Schelling als rebels genie
Tot de groep behoorden verder schrijvers en dichters (Novalis, en de al wat oudere Goethe en Schiller), filosofen (Fichte, Hegel), literaire critici (de broers August Wilhelm Schlegel en Friedrich Schlegel) en wetenschappers (Alexander von Humboldt). Ze troffen elkaar met grote regelmaat in het huis van August Wilhelm Schlegel, om te eten, te drinken, te roddelen, maar vooral om eindeloos met elkaar te discussiëren. Spil van het gezelschap was de charismatische, intelligente en vrijgevochten Caroline, vrouw van August Wilhelm. Ook de amper twintig jaar oude Friedrich Schelling nam enthousiast aan de gesprekken deel en begint en passant een affaire met Caroline.
Aanvankelijk trad Schelling in de voetsporen van Fichte, die in die jaren in Jena furore maakte. De colleges van Fichte trokken bomvolle zalen. Fichte zette er zijn radicale ideeën over het ik uiteen: het ik is volgens hem het begin en einde van alles: zonder ik zou er geen wereld zijn. Schelling onderschreef dit als startpunt, maar zag er al snel de tekortkoming van in. De natuur kwam er bij Fichte wel heel bekaaid af: ze bestond alleen in de hoedanigheid van niet-ik. Schelling ontwikkelde daartegenover zijn natuurfilosofie.

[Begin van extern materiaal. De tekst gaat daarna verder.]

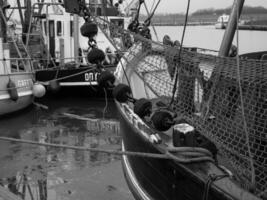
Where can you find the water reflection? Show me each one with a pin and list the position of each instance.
(36, 172)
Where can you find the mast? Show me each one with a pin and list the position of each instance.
(3, 29)
(231, 28)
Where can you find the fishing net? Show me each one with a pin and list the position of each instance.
(224, 98)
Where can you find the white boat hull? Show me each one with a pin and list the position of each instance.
(24, 84)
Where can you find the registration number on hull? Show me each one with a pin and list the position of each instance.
(91, 77)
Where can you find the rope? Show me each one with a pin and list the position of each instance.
(253, 176)
(212, 178)
(166, 156)
(72, 75)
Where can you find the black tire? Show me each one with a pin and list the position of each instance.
(106, 79)
(89, 29)
(162, 120)
(121, 93)
(96, 56)
(142, 107)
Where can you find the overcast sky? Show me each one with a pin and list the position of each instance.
(178, 6)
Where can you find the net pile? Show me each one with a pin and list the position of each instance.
(208, 96)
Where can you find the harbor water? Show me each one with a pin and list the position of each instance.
(47, 173)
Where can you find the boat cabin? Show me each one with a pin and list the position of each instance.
(61, 30)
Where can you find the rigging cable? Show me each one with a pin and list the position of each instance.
(155, 32)
(179, 55)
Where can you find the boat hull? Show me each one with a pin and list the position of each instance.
(24, 83)
(152, 178)
(74, 81)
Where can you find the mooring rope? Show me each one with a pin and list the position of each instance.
(166, 156)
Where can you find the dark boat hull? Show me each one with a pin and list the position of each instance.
(150, 178)
(74, 81)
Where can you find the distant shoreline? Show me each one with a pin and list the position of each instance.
(252, 20)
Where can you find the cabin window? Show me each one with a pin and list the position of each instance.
(71, 29)
(59, 28)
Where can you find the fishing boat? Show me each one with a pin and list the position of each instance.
(222, 21)
(17, 88)
(67, 47)
(198, 119)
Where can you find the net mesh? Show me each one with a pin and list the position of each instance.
(208, 96)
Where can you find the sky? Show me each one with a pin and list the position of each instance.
(179, 6)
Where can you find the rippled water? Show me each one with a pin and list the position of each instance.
(47, 173)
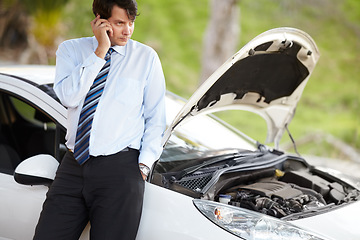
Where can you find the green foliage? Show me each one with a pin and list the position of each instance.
(330, 102)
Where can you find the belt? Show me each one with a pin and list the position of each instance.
(124, 150)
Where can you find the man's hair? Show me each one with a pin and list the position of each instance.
(104, 7)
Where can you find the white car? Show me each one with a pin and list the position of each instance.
(212, 181)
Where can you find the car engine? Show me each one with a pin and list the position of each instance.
(289, 190)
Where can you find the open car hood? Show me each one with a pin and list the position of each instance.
(267, 77)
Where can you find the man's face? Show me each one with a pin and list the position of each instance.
(123, 27)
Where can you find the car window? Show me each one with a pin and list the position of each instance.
(25, 131)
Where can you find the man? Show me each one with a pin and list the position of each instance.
(101, 178)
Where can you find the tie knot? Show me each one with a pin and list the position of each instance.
(110, 51)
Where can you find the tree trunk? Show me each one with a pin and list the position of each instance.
(221, 37)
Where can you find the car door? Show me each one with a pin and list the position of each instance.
(31, 124)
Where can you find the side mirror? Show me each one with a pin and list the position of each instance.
(36, 170)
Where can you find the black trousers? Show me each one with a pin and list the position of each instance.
(107, 191)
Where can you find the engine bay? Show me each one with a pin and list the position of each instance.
(290, 189)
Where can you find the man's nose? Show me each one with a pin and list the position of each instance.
(127, 29)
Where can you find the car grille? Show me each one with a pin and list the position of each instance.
(196, 181)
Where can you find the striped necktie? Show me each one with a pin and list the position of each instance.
(81, 151)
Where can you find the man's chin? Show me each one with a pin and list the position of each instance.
(121, 42)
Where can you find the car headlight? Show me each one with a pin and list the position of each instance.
(247, 224)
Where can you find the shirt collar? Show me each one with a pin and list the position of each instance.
(119, 49)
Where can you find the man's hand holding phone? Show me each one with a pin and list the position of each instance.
(102, 30)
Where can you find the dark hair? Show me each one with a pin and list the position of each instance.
(104, 7)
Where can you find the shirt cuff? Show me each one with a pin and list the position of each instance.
(147, 158)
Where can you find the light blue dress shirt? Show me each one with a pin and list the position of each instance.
(131, 111)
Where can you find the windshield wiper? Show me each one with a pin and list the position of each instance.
(235, 160)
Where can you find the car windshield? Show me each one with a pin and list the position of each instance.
(202, 136)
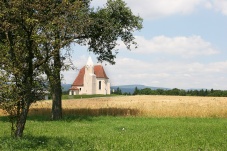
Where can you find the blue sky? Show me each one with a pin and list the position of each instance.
(183, 44)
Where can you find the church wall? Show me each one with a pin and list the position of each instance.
(105, 86)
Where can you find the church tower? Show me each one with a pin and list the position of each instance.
(89, 77)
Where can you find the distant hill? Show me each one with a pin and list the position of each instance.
(131, 88)
(124, 88)
(66, 87)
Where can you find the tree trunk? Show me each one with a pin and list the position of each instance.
(56, 99)
(20, 125)
(56, 87)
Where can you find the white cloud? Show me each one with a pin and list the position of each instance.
(168, 74)
(151, 9)
(183, 46)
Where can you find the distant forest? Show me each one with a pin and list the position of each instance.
(175, 91)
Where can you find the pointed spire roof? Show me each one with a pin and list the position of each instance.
(89, 61)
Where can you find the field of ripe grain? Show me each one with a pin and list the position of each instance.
(150, 106)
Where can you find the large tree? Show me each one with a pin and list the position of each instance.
(76, 22)
(21, 81)
(33, 35)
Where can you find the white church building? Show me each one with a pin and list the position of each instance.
(91, 79)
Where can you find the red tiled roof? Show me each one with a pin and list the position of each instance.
(79, 81)
(98, 71)
(74, 88)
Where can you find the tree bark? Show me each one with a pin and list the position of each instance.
(56, 98)
(21, 121)
(55, 83)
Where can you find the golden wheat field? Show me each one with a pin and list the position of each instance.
(153, 106)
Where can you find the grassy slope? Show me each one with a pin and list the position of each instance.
(118, 133)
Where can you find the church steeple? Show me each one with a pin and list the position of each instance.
(90, 62)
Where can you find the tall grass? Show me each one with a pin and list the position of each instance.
(150, 106)
(118, 133)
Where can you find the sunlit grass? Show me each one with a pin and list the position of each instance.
(118, 133)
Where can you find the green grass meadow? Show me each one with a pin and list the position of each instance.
(83, 133)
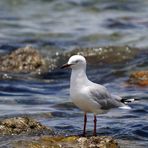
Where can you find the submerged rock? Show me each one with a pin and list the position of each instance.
(22, 125)
(69, 142)
(23, 60)
(139, 78)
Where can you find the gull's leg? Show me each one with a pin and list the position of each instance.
(95, 124)
(85, 121)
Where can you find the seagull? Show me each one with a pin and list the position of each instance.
(89, 96)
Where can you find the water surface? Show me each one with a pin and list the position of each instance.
(61, 25)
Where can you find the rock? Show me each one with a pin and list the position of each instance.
(22, 125)
(68, 142)
(23, 60)
(139, 78)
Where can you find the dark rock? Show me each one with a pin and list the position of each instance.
(139, 78)
(69, 142)
(22, 125)
(23, 60)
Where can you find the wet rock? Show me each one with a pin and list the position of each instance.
(22, 125)
(69, 142)
(139, 78)
(102, 55)
(23, 60)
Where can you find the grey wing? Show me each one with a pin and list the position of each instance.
(104, 98)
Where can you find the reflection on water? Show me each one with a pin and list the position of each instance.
(64, 25)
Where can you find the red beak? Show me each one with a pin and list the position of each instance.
(66, 66)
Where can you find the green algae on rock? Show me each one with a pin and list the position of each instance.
(24, 60)
(139, 78)
(23, 125)
(68, 142)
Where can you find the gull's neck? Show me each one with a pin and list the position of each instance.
(78, 78)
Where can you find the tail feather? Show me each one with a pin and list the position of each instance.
(125, 101)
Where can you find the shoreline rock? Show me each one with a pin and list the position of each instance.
(23, 126)
(23, 60)
(139, 78)
(41, 136)
(69, 142)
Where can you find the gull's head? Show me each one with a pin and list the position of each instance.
(76, 62)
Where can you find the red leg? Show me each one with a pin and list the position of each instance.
(85, 121)
(95, 124)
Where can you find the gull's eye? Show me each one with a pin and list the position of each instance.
(77, 61)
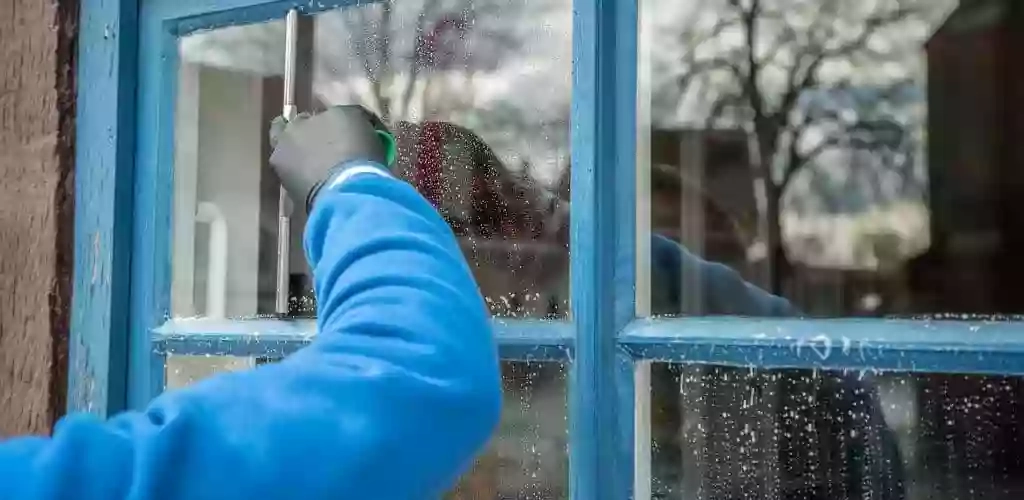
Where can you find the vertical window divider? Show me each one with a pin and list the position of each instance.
(602, 239)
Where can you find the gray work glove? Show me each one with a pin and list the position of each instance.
(308, 150)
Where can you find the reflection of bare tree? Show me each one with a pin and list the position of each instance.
(786, 72)
(399, 46)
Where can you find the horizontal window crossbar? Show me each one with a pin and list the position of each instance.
(517, 339)
(863, 344)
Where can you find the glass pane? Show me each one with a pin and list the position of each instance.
(725, 432)
(527, 457)
(854, 158)
(477, 93)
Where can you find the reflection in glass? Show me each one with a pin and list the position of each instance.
(477, 92)
(844, 155)
(722, 432)
(527, 457)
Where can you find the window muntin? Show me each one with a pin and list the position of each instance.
(478, 99)
(417, 67)
(879, 203)
(994, 353)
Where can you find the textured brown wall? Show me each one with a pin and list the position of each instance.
(37, 90)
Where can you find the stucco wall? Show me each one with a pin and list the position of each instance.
(37, 85)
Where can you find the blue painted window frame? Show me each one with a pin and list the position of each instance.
(120, 329)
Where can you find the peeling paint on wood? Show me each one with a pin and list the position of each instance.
(37, 57)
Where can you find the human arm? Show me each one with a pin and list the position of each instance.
(391, 401)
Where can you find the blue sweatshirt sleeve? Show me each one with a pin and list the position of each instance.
(391, 401)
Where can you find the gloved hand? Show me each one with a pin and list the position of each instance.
(310, 149)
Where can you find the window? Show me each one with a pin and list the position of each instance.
(790, 269)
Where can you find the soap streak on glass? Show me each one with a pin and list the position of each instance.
(477, 93)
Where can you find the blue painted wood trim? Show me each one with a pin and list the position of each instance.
(603, 141)
(105, 130)
(154, 184)
(189, 15)
(906, 345)
(626, 412)
(161, 23)
(520, 340)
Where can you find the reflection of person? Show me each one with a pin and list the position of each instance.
(862, 457)
(476, 193)
(392, 399)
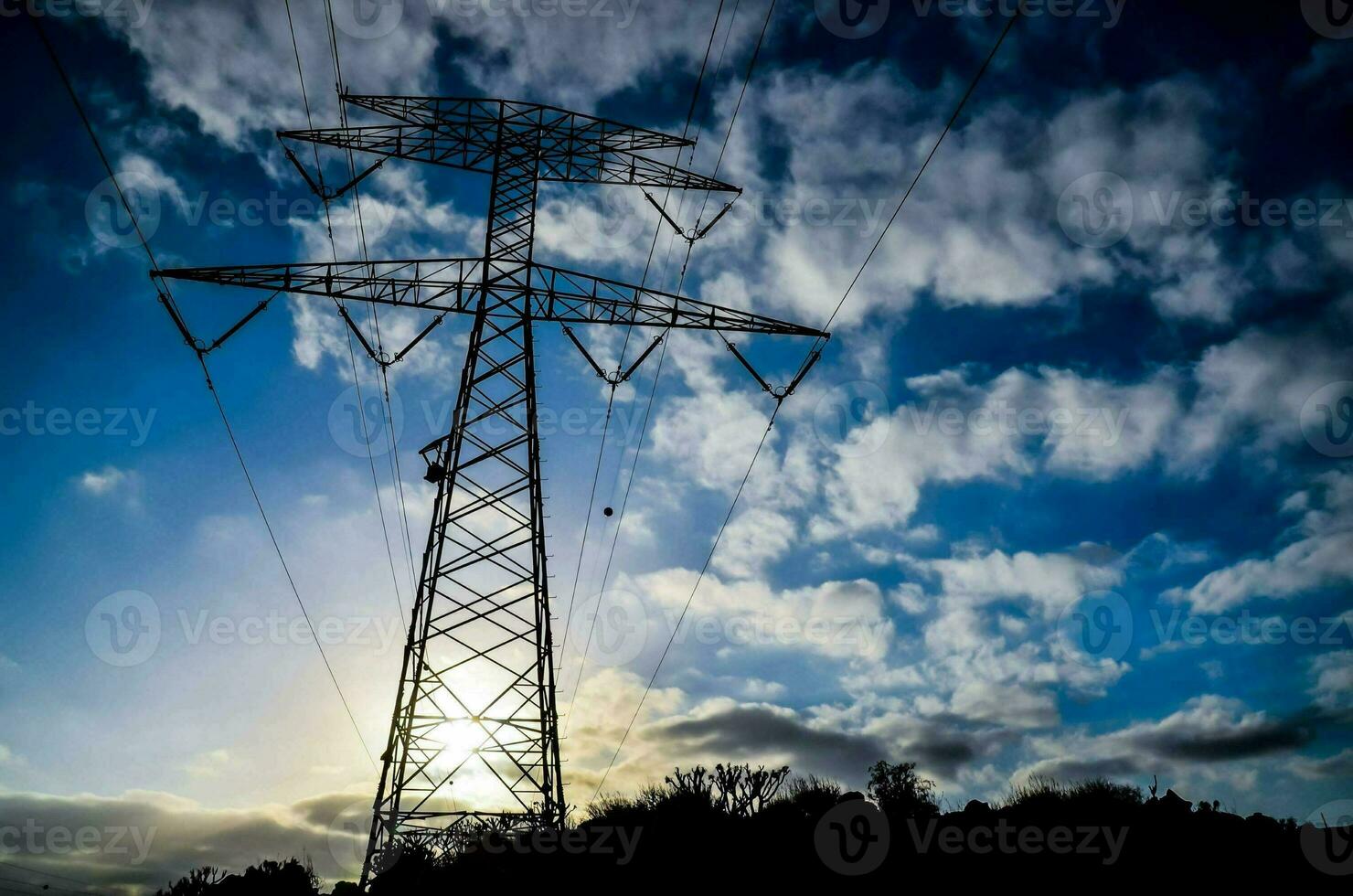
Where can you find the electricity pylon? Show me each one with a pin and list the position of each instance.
(476, 695)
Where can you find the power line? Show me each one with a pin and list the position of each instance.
(681, 282)
(51, 875)
(629, 329)
(166, 296)
(699, 578)
(352, 355)
(949, 126)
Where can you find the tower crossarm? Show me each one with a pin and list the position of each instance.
(558, 123)
(564, 155)
(453, 284)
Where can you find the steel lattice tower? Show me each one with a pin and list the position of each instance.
(476, 693)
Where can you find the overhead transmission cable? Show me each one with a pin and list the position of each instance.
(168, 301)
(662, 357)
(338, 304)
(949, 126)
(611, 400)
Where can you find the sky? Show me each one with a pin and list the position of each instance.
(1069, 492)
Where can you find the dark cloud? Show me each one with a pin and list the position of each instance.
(1225, 744)
(138, 842)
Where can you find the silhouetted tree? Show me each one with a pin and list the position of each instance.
(899, 791)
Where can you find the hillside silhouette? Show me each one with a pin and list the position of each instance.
(736, 823)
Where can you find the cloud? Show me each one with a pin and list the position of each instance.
(840, 620)
(1252, 390)
(1333, 689)
(208, 765)
(1324, 769)
(1321, 557)
(1050, 581)
(1209, 737)
(109, 481)
(146, 839)
(1212, 729)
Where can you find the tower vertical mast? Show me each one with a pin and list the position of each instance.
(482, 613)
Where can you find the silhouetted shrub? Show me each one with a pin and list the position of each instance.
(899, 791)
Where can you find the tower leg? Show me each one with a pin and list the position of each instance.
(474, 741)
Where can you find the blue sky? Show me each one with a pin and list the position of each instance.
(1085, 369)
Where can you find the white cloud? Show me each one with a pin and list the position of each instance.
(1321, 557)
(1333, 687)
(1050, 581)
(106, 481)
(843, 620)
(754, 538)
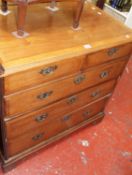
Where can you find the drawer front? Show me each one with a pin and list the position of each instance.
(38, 75)
(48, 93)
(42, 133)
(47, 72)
(107, 55)
(61, 107)
(45, 115)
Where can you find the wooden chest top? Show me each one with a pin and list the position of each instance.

Voor Schelling vormden natuur en geest, het reële en het ideële een eenheid. Zoals de mens eenheid van lichaam en geest is, zo heeft de materie in de natuur ook een geestelijk aspect. Alexander von Humboldt, die ook in Jena was, werd duidelijk geïnspireerd door Schellings ideeën. Von Humboldt zou later tot de belangrijkste natuuronderzoeker van de 19e eeuw uitgroeien (Andrea Wulf schreef een prachtige biografie over hem: De uitvinder van de natuur).
Iedereen die door Rebelse genieën geboeid is geraakt, kan ik aanraden Schellings Over het wezen van de menselijke vrijheid te lezen, dat onlangs bij Boom is verschenen. Schelling, die erom bekend staat voortdurend nieuwe filosofische perspectieven te ontwikkelen, slaat in dit traktaat weer een nieuwe weg in. Dit keer met donkere ondertonen: hoe is het kwaad in Gods schepping te verklaren? Schelling beargumenteert dat in God weliswaar niet het kwaad is, maar dat het kwaad als mogelijkheid in de schepping als het ware ingebakken zit.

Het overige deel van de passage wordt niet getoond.